Since the much-discussed Fifield case from the Illinois appellate court two years ago, all that could be said with confidence was that, unless someone was employed for at least two years after signing a restrictive covenant agreement, its enforceability was highly questionable. Practitioners in Illinois have been recommending that employers provide consideration in addition to employment, such as a “sign on” bonus tied to the restrictions or any other consideration that would not be given but for the individual’s agreement to the restrictions. In the next breath, practitioners have been telling their clients that even the additional consideration might not be enough to bind employees employed for less than two years. Uncertainty is everyone’s enemy in this area, and there has been great uncertainty for the past two years. But that uncertainty recently has been reduced by the same appellate court’s ruling in McInnis v. OAG Motorcycle Ventures, Inc. decided June 25, 2015 by the Illinois Appellate Court for the First District, albeit by a 3-judge panel different from the panel that decided Fifield.

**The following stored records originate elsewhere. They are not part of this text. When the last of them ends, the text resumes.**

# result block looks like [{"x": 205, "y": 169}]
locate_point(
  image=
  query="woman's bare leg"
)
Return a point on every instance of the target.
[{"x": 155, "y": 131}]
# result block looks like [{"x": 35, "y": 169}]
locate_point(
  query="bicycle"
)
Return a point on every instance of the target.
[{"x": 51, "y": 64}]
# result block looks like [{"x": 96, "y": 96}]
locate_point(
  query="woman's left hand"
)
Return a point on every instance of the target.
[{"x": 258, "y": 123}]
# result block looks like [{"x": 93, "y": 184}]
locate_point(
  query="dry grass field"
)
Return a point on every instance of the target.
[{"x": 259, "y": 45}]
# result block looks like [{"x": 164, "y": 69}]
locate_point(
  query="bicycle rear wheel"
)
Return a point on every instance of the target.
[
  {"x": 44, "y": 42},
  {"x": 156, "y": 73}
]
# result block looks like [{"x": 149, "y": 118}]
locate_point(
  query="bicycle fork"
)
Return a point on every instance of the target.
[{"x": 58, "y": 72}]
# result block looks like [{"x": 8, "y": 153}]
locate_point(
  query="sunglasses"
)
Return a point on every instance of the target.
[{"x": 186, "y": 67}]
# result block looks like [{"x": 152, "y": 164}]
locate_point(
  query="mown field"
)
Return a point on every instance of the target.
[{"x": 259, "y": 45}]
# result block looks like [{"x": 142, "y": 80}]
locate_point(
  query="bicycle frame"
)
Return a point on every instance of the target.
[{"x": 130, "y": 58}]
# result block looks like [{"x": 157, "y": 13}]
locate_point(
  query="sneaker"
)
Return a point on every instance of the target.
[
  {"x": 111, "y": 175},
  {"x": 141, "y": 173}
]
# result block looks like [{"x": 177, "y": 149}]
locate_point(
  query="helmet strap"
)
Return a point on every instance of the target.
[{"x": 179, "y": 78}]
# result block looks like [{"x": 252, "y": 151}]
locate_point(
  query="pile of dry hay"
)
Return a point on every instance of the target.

In simplified form, the salient facts are as follows: Following his resignation from OAG, McInnis filed an action for a declaration that his agreement not to compete with OAG and not to solicit its customers was unenforceable under Fifield because he had remained employed “only” 18 months after his execution of the noncompete agreement. OAG counterclaimed to enforce the restrictions against McInnis, who had begun work at a competitor.

The trial court held that there was inadequate consideration for the noncompete agreement because (1) McInnis had not been given any additional consideration for the agreement (i.e., something beyond his hire and subsequent employment for only 18 months) and, therefore, (2) Fifield’s two-years-of-continued-employment rule controlled.

On appeal, the appellate court discussed Fifield and related cases at some length, concluding that Fifield does not mean that two years’ subsequent employment was the only consideration that would bind an employee to a restrictive covenant agreement. The court made clear its view, which it claimed also is the view of other Illinois appellate courts, that the Fifield rule comes in to play when there otherwise is no additional consideration given to the individual for agreeing to the post-employment restrictions. And in McInnis, the appellate court held that the trial court properly concluded that no additional consideration existed. Thus, it affirmed the denial of enforcement of the agreement.

The dissent attacked the majority’s acceptance of Fifield in the first place. The dissent would reject Fifield’s holding as it applies to new hires, and instead believes a totality of the circumstances test should be applied to the question of the adequacy of consideration. Alas, unless and until the Illinois Supreme Court addresses this issue, however, Fifield remains a significant obstacle to enforcement of noncompete agreements, at least where the employer has not provided distinct additional consideration beyond mere employment.

McInnis provides authority to argue that providing consideration separate and distinct from employment (and the salary and benefits that everyone in that position receives) — that is, consideration that the employee would not have been given had he refused to sign the non-compete agreement— makes Fifield inapplicable to any enforcement action.